There is a large amount of Australian compliance work being done overseas, and recently there have been cheaper “offshore” offerings by labour hire firms.
These labour hire firms tend to offer a controlled offering, which seems to be accepted in line with the traditional business model some accountants understand and prefer. Newer accounting business model adoptees are ok with the gig economy and having ad-hoc resources available, but the older model adoptees prefer an option that they can own and control. There may be something here about understanding the “value of the firm” as a saleable commodity consisting of employees and clients, but in the new age (with mobile staff and mobile clients) this older business model might not be as suitable.
Leaving the discussion or argument on accounting business models, and possibly any arguments about the controlling nature of accountants, we look at the decision by accounting firm to hire offshore workers in full time engagements.
We’ve always believed in a match between the services required to the services demanded. For accountants, they receive their jobs client by client, and it makes sense for their service requirements to be job by job.
However, accountants seem to be pushing for the ever lower hourly rates, even when it means accepting a full time resource offering. And in accepting a full time resource, the variable input/output moves from being jobs to hours.
So at the same time as the “consultants to the accountants” are telling accountants to value price and throw away their timesheets, the accountants are moving towards hiring full time offshore labour on an hourly basis, and not on a job basis.
This seems strangely incongruent as there are thousands of articles talking about the history of accountants and the 1/10th of an hour being early last century, and the rise of the job economy the way of the future.
So why then are Australian accountants engaging an offshore labour force in a manner inconsistent with the future of all workforces. This seems the question that is stunning the experts. Cost and familiarity seem two obvious explanations. A desire to stick with what is familiar.

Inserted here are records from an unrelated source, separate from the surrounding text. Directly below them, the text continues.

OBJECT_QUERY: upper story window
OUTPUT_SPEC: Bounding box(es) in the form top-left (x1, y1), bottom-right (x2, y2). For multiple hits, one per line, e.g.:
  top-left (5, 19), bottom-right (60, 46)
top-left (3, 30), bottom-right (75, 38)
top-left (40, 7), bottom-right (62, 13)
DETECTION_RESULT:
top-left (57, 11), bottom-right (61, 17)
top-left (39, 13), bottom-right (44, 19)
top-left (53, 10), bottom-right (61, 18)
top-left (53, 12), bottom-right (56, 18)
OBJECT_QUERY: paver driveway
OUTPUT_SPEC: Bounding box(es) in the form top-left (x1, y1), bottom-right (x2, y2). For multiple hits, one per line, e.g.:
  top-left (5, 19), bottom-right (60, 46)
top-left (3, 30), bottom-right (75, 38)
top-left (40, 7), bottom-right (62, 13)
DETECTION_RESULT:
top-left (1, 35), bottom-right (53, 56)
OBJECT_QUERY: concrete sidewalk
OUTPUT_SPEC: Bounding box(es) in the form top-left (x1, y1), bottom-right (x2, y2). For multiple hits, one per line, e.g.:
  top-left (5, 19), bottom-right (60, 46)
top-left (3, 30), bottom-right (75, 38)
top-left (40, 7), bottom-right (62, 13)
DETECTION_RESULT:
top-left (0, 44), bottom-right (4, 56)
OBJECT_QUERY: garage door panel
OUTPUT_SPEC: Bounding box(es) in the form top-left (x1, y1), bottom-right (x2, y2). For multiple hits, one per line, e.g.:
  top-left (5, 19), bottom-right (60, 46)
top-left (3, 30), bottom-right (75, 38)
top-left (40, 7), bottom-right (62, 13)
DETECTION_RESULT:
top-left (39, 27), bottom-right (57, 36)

It seems in the interim that the productivity of offshore labour is not being aggressively challenged, and to some extent the productivity of Australian labour versus cost is to blame here, but the real comparison should be the productivity of Offshore labour compared to Offshore Outsourced labour. And the reality is that this might not be an achievable comparison, as comparing apples to oranges (hours to jobs) isn’t ever going to give a meaningful comparison.
However, our bet is on developing a highly trained workforce focused on Quality work, and our experience in our offshore market means that we have the ability to reward, retain and remunerate in line with best practices.